Overhanging limbs draped with Spanish moss tighten the course even further. The control of trajectory and ball flight make it perhaps the best shotmakers' course on tour. Harbour Town provides the alternative to the bomb and gouge courses that dominate the tour.
The final three holes which play near the Calibougie Sound are both a challenging and beautiful way to end. The playoff duel between Brandt Snedeker and Luke Donald in 2011 is a testament to that.
The 18th hole, with the candy-stripe lighthouse behind the green is among the most famous closing holes in the sport.
Augusta is probably the most famous course in the United States. It has the best collection of par 5's and par 3's seen on tour.
While much of the course has been changed to battle technology, the challenge of the greens remains. Hit the wrong level and you are looking at a three-putt.
The beautiful scenery of the course is notable, as it does not play alongside an ocean or body of water. It is accomplished with a large variety of tree bushes and shrubs along with a lovely routing.

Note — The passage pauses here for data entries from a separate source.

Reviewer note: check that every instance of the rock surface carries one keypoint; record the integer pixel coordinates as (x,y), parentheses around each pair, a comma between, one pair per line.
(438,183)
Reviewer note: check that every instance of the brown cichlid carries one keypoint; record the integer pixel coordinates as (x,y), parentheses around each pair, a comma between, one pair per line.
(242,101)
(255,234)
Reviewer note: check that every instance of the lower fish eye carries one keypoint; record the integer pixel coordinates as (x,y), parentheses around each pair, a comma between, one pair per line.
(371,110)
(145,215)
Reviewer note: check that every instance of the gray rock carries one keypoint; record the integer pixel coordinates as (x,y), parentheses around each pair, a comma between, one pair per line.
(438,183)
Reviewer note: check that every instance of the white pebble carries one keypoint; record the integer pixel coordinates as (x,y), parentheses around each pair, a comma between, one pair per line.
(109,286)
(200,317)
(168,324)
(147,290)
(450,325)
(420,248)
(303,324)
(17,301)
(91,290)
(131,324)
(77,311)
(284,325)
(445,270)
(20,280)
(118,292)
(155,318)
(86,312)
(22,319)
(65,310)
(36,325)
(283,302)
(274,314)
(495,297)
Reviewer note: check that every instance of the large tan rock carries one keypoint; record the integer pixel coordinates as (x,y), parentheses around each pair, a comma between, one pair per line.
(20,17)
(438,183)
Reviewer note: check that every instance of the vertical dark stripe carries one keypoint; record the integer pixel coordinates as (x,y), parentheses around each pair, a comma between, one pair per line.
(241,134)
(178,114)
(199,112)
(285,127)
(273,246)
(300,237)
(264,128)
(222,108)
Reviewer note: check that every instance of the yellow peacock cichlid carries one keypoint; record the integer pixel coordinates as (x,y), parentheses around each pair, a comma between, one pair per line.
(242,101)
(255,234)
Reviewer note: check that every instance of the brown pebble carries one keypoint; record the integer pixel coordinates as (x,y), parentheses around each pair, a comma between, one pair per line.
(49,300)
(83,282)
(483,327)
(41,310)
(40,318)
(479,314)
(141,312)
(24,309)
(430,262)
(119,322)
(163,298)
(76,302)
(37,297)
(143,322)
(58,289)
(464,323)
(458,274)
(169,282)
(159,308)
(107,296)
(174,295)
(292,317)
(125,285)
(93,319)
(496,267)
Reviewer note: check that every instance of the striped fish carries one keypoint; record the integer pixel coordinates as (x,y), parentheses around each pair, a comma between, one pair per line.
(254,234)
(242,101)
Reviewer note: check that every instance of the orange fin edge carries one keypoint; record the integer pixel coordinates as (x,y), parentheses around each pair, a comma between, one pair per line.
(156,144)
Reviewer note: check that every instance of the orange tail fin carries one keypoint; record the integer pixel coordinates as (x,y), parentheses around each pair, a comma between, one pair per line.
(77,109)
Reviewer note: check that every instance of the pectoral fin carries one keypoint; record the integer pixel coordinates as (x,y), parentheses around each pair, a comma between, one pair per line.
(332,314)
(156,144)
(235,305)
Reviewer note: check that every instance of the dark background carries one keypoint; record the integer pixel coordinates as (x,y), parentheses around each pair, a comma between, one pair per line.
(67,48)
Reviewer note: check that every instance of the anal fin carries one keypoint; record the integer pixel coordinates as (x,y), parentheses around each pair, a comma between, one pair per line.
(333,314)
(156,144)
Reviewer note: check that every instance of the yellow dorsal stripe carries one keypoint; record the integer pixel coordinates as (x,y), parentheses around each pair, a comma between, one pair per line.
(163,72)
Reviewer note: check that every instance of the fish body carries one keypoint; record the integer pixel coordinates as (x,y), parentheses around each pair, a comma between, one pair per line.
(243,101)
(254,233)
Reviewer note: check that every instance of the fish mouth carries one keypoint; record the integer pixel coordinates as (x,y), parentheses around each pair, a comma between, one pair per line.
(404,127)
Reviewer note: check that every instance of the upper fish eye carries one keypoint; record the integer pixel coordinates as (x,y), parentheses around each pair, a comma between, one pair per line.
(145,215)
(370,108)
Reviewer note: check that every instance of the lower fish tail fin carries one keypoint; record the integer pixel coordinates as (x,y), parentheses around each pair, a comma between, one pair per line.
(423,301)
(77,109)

The genius of this course is that every hole is potentially a birdie hole, but also can be a bogey hole. No lead is ever really safe, as Rory McIlroy, Greg Norman and many others have shown.
I leave it at No. 3 because despite all the history associated with it, it is a very different course from what was envisioned by Bobby Jones and Alister MacKenzie.
The host course of the Northern Trust Open has the best layout on tour in my opinion. Any type of player is capable of winning. Changing a pin location can dramatically change the strategy of any hole. The design is timeless and still provides a challenge.
Two very unique greens exist at Riviera. The first hole, a par-5, features a boomerang-shaped green, and the sixth hole features a bunker within the green.
Ben Hogan said of the fourth hole: "It's the greatest par-3 in America." Jack Nicklaus said of the drive-able 10th hole: "I love option holes and this one has more than any short par-4 I know."
With wide fairways and no water, the course is enjoyable for any golfer, and a challenge for any golfer at the same time. No other course on the PGA Tour comes close to providing this dynamic.
The combination of the scenery, the history and the great layout puts Pebble Beach in the top spot. It is a layout that will never fall victim to technology.
The seventh hole is a 100 yard par-3, but it plays straight into the ocean breeze. The eighth hole is the most dramatic second shot in the game, over the ocean to a small green.
The 14th hole is the toughest par-5 on tour by a significant margin. It is reachable, but the severe sloping green and front bunker. The non ocean holes all have a risk reward nature to them.
It is also not a course that overwhelms you with length. Pebble would be a great course without the ocean backdrop, but this scenery makes it the coolest course on tour.